Some false flag operations require committing murder and other crimes that can be blamed on the enemy. The effect is greatest when the crime is especially horrific. During the 1970s, Africans working for an elite Rhodesian force called the Selous Scouts killed hundreds of civilians while disguised as Mozambican soldiers. Security forces in Turkey staged attacks and blamed them on Kurdish guerrillas. Algerian commandos disguised as terrorists carried out killings that were used to justify police repression. Security forces in Russia have been accused of staging bombings that they blamed on Chechen rebels.

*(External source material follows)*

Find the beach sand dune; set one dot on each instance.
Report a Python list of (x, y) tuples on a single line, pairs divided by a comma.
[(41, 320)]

In 1954, as the British were preparing to withdraw troops from Egypt, Israel tried to scare them into staying as protection against Arab nationalism. Israeli operatives recruited agents to set off bombs at American and British cinemas, libraries, and schools. The bombings were to be blamed on Communists and the Muslim Brotherhood, but the plan was discovered. Israel’s defense minister was forced to resign.

In 1962, senior American officers proposed a large-scale false flag operation aimed at providing what one memo called “justification for U.S. military intervention in Cuba.” At various stages, it involved plans for sinking a boat full of Cuban refugees, shooting down a civilian airliner, and assassinating Cuban exile leaders in Florida—all to be blamed on Cuba. One related proposal urged that if the launch of astronaut John Glenn failed, the United States should blame it on Cuba. Another suggested a military attack on a Latin American country staged to look as if Cuba had ordered it. Officers even proposed organizing an assault on the U.S. base at Guantanamo so they could use it as proof of Cuba’s hostility. They presented these plans to President Kennedy at an Oval Office meeting, but he rejected them.